The mcp key in tool { } accepts a string URL (HTTP, no auth), an object (full server config), or a reference to a value binding. The name key specifies which MCP tool to call on that server.

Per-tool MCP connections are cached by normalised URL or command string within a single tool dispatch loop — two tools pointing at the same server share one connection.

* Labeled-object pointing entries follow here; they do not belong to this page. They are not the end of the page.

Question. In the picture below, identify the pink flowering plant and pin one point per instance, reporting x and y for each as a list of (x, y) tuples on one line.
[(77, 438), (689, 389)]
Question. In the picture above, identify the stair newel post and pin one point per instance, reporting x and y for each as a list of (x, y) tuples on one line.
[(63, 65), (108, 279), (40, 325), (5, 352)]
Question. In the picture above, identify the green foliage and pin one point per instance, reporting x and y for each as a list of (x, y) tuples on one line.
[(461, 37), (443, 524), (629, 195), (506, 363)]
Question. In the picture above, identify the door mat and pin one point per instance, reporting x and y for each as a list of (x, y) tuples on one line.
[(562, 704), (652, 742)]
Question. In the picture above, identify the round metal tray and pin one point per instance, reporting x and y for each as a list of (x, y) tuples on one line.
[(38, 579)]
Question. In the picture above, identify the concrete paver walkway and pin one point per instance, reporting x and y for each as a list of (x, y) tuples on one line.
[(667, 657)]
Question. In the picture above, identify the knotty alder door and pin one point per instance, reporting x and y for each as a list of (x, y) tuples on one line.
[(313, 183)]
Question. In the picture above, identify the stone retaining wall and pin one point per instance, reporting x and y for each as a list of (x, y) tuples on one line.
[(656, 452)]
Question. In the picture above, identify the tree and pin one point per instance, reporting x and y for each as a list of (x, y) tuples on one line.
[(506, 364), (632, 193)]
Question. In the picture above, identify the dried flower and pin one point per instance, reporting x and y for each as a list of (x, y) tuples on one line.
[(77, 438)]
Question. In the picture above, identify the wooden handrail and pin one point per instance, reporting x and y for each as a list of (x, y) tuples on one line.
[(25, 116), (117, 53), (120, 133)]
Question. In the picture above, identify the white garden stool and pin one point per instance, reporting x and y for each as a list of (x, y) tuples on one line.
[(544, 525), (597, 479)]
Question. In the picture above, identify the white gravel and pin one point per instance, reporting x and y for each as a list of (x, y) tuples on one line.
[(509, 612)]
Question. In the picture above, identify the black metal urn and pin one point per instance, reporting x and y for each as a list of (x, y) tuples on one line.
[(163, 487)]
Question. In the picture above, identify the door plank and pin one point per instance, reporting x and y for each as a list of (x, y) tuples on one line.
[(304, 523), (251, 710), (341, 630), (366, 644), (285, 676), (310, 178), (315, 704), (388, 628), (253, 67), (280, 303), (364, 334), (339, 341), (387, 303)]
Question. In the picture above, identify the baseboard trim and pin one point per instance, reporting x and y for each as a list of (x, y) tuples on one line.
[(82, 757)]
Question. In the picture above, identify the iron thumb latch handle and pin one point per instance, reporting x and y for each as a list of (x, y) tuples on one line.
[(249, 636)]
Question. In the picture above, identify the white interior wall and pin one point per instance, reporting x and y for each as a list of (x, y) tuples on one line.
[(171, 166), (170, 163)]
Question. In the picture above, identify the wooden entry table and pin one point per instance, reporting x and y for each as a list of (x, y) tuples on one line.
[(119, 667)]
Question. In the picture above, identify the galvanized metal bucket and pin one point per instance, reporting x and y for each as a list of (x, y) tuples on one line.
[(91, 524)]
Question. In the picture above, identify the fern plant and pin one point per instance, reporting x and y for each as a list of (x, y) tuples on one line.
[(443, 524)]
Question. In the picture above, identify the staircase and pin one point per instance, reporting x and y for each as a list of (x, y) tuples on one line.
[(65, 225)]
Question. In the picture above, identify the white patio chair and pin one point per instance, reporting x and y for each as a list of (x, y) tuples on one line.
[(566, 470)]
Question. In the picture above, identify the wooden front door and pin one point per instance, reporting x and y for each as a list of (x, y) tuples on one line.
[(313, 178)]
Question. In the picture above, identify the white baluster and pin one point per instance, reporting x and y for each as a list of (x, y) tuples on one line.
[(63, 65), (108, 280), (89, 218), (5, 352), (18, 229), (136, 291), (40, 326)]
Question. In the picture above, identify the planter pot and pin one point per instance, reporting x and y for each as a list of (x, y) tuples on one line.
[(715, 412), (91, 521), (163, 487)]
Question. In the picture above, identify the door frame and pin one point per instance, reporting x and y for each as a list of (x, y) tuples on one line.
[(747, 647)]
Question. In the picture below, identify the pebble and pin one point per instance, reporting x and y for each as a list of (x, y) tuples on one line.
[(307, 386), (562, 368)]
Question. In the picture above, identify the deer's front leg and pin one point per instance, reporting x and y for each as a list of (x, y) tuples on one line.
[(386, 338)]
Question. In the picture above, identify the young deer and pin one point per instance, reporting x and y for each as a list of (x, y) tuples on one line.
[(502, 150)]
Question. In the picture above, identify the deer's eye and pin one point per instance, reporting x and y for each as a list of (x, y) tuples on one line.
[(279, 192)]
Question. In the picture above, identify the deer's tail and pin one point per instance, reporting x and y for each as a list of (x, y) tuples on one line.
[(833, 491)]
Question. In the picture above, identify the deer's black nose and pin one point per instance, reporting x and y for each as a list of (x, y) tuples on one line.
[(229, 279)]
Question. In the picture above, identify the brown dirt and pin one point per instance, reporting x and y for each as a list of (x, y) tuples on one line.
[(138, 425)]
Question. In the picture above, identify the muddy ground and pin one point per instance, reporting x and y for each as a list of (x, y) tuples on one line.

Schema transport. MCP tool schemas are written to a temporary JSON file and passed to the agent binary via the PLUMB_MCP_TOOLS environment variable. The agent binary reads this file at startup and merges MCP schemas with plumbing tool schemas. MCP schemas use input_schema (snake_case, Anthropic format) and are already object-typed — they bypass the non-record input wrapping that plumbing tool schemas require.

Error handling:

Failure Response
Server fails to spawn Warning, skip (error if whitelisted tools)
Handshake timeout (30s) Warning, skip (error if whitelisted tools)
Whitelisted tool not found Error — pipeline author explicitly required it
Server dies mid-session call_tool returns error, marks connection dead
Tool call timeout (60s) Returns error, marks connection dead
isError: true from server Passed through as (content, true)

Inline execution

The structural morphisms (id, copy, merge, discard, map, filter, barrier) execute inline as forwarding threads within the plumb process. They do not spawn subprocesses, synthesise spec files, or require binary resolution. Only agents and nested plumbs spawn subprocesses — they need isolation for API credentials, file permissions, and failure domains.

Tools are not spawned as pipeline nodes. They are executed by the plumb runtime on demand, in response to requests from agents over the tool dispatch channel. Inline tools (id, map, copy, discard) execute directly within the dispatch thread. Process-backed tools (agent, plumb) fork a subprocess per invocation.